Выбрать главу

Принять именно эту, наиболее раннюю дату (тем более имеются все основания, что сами византийцы относили непосредственное начало своей государственности ко времени правления Константина I Великого (306–337 гг.), сочетавшего режим самодержавной монархии римского домината с христианской доктриной, а церковь – с государством. Епископ Евсевий Кесарийский, биограф Константина Великого, писал: «Все части Римской империи соединились в одно, все народы Востока слились с другой половиной государства, и целое украсилось единовластием, как бы единой главой, и всё начало жить под владычеством монархии… Все и всюду прославляли победителя и соглашались признавать Богом только Того, Кто доставил ему спасение. А славный во всяком роде благочестия василевс-победитель (ибо за победы, дарованные ему над всеми врагами и противниками, такое получил он собственное титулование) принял Восток и, как было в древности, соединил в себе власть над всей Римской империей. Первый проповедав всем монархию Бога, он и сам царствовал над римлянами и держал в узде все живое…»
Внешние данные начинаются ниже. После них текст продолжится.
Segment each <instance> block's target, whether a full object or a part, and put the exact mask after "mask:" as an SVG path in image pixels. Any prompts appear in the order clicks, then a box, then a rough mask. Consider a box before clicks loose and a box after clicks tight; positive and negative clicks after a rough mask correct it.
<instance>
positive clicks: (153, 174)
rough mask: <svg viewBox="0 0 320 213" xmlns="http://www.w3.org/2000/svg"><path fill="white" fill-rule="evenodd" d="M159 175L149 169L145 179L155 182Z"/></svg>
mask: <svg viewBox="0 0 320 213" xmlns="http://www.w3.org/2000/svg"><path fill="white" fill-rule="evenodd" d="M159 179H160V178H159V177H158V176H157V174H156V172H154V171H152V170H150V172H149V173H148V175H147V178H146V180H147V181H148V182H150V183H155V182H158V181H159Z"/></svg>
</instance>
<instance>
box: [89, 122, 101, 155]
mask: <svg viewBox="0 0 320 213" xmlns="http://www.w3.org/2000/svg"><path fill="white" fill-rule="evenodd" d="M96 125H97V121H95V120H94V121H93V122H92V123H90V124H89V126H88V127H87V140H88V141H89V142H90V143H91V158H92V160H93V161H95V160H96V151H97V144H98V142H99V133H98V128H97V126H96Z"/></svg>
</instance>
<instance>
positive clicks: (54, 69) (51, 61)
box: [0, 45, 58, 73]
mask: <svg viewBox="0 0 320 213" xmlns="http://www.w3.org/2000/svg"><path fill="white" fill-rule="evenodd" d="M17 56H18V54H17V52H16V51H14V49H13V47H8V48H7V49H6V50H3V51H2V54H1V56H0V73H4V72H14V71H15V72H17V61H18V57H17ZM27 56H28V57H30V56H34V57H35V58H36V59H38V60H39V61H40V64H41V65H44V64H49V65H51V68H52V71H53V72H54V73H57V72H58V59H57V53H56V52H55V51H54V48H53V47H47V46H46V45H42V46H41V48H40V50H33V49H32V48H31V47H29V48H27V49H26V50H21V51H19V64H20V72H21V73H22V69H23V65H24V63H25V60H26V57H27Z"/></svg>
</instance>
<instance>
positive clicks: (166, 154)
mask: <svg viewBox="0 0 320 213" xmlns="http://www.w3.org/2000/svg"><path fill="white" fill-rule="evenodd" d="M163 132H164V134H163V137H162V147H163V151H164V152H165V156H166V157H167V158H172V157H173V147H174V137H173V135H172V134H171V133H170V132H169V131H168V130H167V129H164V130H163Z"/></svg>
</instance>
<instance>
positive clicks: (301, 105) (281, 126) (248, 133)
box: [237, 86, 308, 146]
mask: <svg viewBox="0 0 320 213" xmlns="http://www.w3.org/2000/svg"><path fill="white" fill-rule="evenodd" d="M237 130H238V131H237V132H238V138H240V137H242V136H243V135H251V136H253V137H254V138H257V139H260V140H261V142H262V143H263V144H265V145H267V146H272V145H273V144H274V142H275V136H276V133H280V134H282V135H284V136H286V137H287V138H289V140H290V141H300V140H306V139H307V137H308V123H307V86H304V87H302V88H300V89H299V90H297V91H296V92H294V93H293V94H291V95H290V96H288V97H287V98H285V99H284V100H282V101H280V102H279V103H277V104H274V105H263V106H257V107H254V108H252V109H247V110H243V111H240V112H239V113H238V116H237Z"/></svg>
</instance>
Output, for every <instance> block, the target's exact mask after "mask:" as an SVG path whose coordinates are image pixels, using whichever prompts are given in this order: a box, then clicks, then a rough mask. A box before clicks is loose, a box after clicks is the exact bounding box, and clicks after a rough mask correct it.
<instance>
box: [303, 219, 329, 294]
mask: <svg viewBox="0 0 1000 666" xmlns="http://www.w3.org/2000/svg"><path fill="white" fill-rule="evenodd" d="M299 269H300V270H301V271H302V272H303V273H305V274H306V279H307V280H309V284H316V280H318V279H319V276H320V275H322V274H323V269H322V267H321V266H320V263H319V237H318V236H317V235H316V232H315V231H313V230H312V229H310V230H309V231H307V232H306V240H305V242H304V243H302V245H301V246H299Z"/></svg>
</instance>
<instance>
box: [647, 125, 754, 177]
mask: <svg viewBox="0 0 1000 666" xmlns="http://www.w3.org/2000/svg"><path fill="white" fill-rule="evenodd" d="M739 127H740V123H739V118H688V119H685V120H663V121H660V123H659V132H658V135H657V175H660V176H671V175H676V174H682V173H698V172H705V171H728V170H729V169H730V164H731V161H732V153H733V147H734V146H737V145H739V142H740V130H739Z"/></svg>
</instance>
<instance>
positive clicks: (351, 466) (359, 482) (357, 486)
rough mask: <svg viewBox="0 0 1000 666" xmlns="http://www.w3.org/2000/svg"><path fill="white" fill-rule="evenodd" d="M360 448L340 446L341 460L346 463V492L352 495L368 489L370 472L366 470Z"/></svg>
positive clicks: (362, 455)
Именно к сфере императорского правления и, в целом, государственного устройства относится еще одна особенность Византии, позволяющая сравнивать ее с Советским Союзом и, возможно, рядом других государств XX в. Имеется в виду якобы тоталитарный характер византийского государства, который многим советским интеллигентам, в особенности историкам, напоминал советский тоталитаризм сталинского образца, или же существенно более мягкий, «вегетарианский» авторитаризм (есди угодно, тоталитаризм-лайт) брежневской эпохи. Выдающийся византинист второй половины XX в., начинавший свою научную карьеру в СССР, а закончивший, после эмиграции, в США, Александр Каждан вспоминал в автобиографическом очерке «Трудный путь в Византию»: «…в глухие сталинские времена, когда я преподавал в Тульском педагогическом институте, мой друг, которому я излагал свои взгляды на византийскую централизованную экономику, воскликнул: “Да ведь это же все, как у нас!” Он не был историком, и ему можно простить поспешное заключение. Много позднее, когда хрущевская оттепель приоткрыла щель к свободомыслию и судьба перенесла меня в Москву, моя начальница настаивала на том, чтобы я выбросил из своей книжки характеристику императора Юстиниана І, данную ему современником, писателем Прокопием Кесарийским, ибо, говорила она, всем ясно, что я пишу не об Юстиниане, а о Сталине. Прокопий, разумеется, писал не о Сталине, но, как подданный тоталитарной империи, он пользовался известным стереотипом деспотического государя, который – в известных пределах – мог быть приложим к любому деспоту».

Восприятие Византии как некоего прообраза сталинского тоталитарного государства заставило в свое время отказаться от поприща византиниста известного специалиста по истории западноевропейского средневековья Арона Гуревича, поскольку, как он вспоминает в своей автобиографической «Истории историка», «начал все более отчетливо ощущать нарастающую неприязнь к предмету моих штудий. Византийские порядки слишком напоминали мне советскую сталинскую действительность». Для Александра Каждана же, наоборот, именно этот аспект византийской цивилизации был наиболее важным и привлекательным: «Византия оставила нам уникальный опыт европейского тоталитаризма. Для меня Византия не столько колыбель Православия или хранительница сокровищ античной Эллады, сколько тысячелетняя лаборатория тоталитарного опыта, без осмысления которого мы, видимо, не в состоянии представить себе наше собственное место в историческом процессе». Как отмечал еще один известный отечественный историк Византии Сергей Иванов, возможно, советские византинисты «были единственной категорией населения, которая в этих условиях получала некоторые интеллектуальные преимущества: ведь они жили в обществе, отдаленно напоминавшем объект их научных изысканий».

Идея сравнения общественного и государственного устройства Византии и СССР непостижимым образом овладевала умами советских государственных деятелей самого высокого уровня и поколения спустя. Американский византинист украинского происхождения Игорь Шевченко во вступлении к своей статье «Существовал ли тоталитаризм в Византии?» описывает интересный эпизод, случившийся дней за десять до августовского путча ГКЧП 1991 г. В это время в Москве проходил очередной международный конгресс по византинистике, и группу историков Византии пригласили в Кремль на встречу с вице-президентом СССР Геннадием Янаевым. Два момента врезались в память византиниста: заверения будущего путчиста в преданности президенту Михаилу Горбачеву и заданный Г. Янаевым вопрос о том, существовал ли в Византии тоталитаризм. И. Шевченко ответил в том духе, что, подобно многим централизованным государствам с единой господствующей идеологией, по самой своей природе инфицированным бациллой желания установления всеобщего контроля надо всеми сторонами жизни общества, Византия тяготела к тоталитаризму, но, учитывая то, что была страной эпохи средневековья, попросту не обладала соответствующими сугубо техническими возможностями для того, чтобы реализовать свое стремление в полной мере.